Muitos de vocês talvez não conheçam as duas empresas, mas esta semana a Nvidia anunciou a compra da ARM por US$ 40 bilhões. Essa compra pode mudar para sempre a indústria da tecnologia.

A Nvidia talvez seja um pouco mais conhecida por produzir placas gráficas, componente bem relevante da vida dos gamers.

A ARM fabrica processadores, também chamados popularmente de cérebros dos aparelhos. Diferente de seus concorrentes como Intel e AMD, que fabricam chips para empresas comparem e usarem em seus produtos, a ARM projeta os chips para licenciar essa arquitetura para os fabricantes. Desta forma, empresas como Apple, Samsung ou Microsoft podem desenvolver chips próprios customizados para a sua necessidade usando a inteligência da ARM.

Apesar de muito pouco conhecida para quem não trabalha na área de tecnologia. ela está presente em 95% dos smartphones do mundo. Os iPhones usam arquitetura ARM. O Microsoft Surface Pro X já usa ARM. Este ano saíram boatos de que a Samsung estaria desenvolvendo sua nova linha de processadores em parceria com a ARM.

Uma das premissas da ARM é trabalhar com todos os players, ou seja, vender suas soluções para todas as empresas. Com a compra pela Nvidia, a ARM poderia restringir o uso de sua tecnologia para algumas empresas.

Segundo Jensen Huang, CEO da Nvidia, isso não vai acontecer e a empresa continuará sendo neutra. Simon Segars, CEO da ARM reforçou a ideia para analistas, dizendo que irão manter a neutralidade e um nível de independência. É esperar para ver.
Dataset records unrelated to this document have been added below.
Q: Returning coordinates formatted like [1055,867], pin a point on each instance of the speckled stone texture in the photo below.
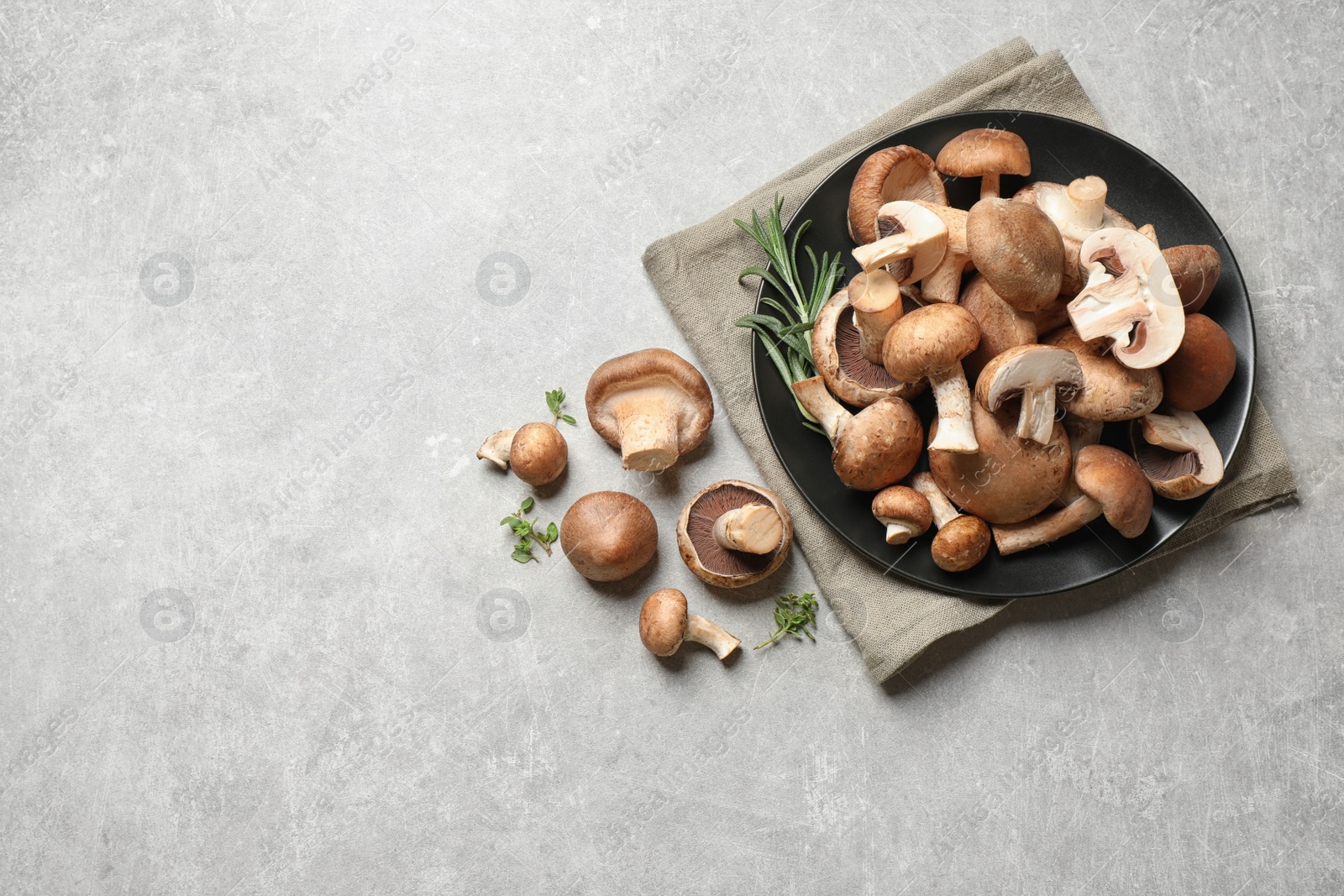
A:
[273,270]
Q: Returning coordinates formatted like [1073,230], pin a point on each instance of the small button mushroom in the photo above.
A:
[1007,479]
[1178,454]
[609,535]
[652,405]
[890,175]
[871,449]
[837,351]
[905,512]
[929,343]
[1035,372]
[1195,270]
[665,625]
[1001,325]
[963,540]
[1129,297]
[1018,249]
[987,154]
[1110,390]
[734,533]
[535,452]
[1203,365]
[1110,483]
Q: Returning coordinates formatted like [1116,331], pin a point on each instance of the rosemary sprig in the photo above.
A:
[792,616]
[786,336]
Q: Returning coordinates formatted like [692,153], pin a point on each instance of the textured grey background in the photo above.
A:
[245,654]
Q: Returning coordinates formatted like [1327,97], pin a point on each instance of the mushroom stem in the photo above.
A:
[716,638]
[951,394]
[813,396]
[1046,528]
[753,528]
[496,449]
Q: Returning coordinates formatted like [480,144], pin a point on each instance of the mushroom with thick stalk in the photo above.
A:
[535,452]
[871,449]
[1110,390]
[652,405]
[1110,483]
[1008,479]
[1035,372]
[987,154]
[1198,372]
[1178,454]
[929,343]
[963,540]
[905,512]
[1018,249]
[1129,297]
[890,175]
[609,535]
[734,533]
[837,352]
[665,625]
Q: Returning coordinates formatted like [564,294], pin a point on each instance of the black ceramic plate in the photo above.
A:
[1142,190]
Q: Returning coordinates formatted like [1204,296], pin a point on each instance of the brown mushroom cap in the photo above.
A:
[1110,390]
[1195,270]
[609,535]
[652,405]
[1018,249]
[538,453]
[663,620]
[714,563]
[1008,479]
[1113,479]
[1203,365]
[890,175]
[961,544]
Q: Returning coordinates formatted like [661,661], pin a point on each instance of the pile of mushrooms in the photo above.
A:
[1037,322]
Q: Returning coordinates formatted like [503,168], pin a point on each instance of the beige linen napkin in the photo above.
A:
[696,275]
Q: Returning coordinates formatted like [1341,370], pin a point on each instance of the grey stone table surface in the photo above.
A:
[272,270]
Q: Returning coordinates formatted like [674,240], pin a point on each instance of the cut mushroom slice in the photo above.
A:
[837,348]
[905,512]
[871,449]
[963,540]
[734,533]
[1110,390]
[985,154]
[652,405]
[1129,298]
[1035,372]
[890,175]
[665,625]
[1110,483]
[929,343]
[1178,454]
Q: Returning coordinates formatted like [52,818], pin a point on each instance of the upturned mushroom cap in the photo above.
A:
[609,535]
[1110,390]
[1001,325]
[1203,365]
[1008,479]
[1195,269]
[837,351]
[652,405]
[703,551]
[905,512]
[1018,249]
[985,154]
[890,175]
[1113,479]
[1178,454]
[538,453]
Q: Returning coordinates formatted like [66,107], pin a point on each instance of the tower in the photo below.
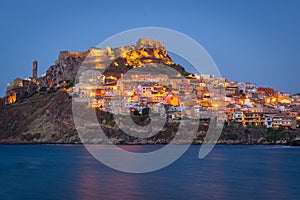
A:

Estes processadores originalmente produzidos para mobile podem ser uma vantagem incrível para notebooks, cuja bateria poderia durar muito mais.

A Apple já anunciou que irá adotá-los também nas novas gerações de laptops, que hoje utilizam processadores da Intel.

Usando o mesmo tipo de processador que o iPhone tornaria os computadores da empresa mais compatíveis com o iPhone. Imagine a quantidade de aplicativos e jogos feitos para iPhone rodando nos Macs nos próximos anos. Pode ser uma vantagem competitiva bem além das características do hardware.

A arquitetura ARM é perfeita para equipamentos móveis pois tem menor custo, menor consumo de energia e maior dissipação de calor, três vantagens enormes não apenas para smartphones mas também para as dezenas de bilhões de devices de internet das coisas que irão aparecer na próxima década.

A compra gera atenção não apenas pelo montante de dinheiro, mas também pelo fato da Nvidia ser o maior fabricantes de GPUs. Usadas em placas gráficas (por isso a atenção dos gamers), esses processadores também são ideais para processamento paralelo, ideal para soluções de inteligência artificial.

Com a IA cada vez mais presente nos devices, dos assistentes de voz como Amazon Echo a várias outras aplicações em celulares. Este pode ser um casamento que pode mudar o futuro dos devices para sempre.

Mesmo com o advento do 5G, uma boa parte desse processamento deve começar a ser realizado localmente, principalmente em soluções de internet das coisas para agricultura inteligente e carros autônomos. Neste sentido, a compra da Nvidia e ARM pode ser o começo do maior líder de hardware das próximas décadas.

** Este texto não reflete, necessariamente, a opinião do UOL.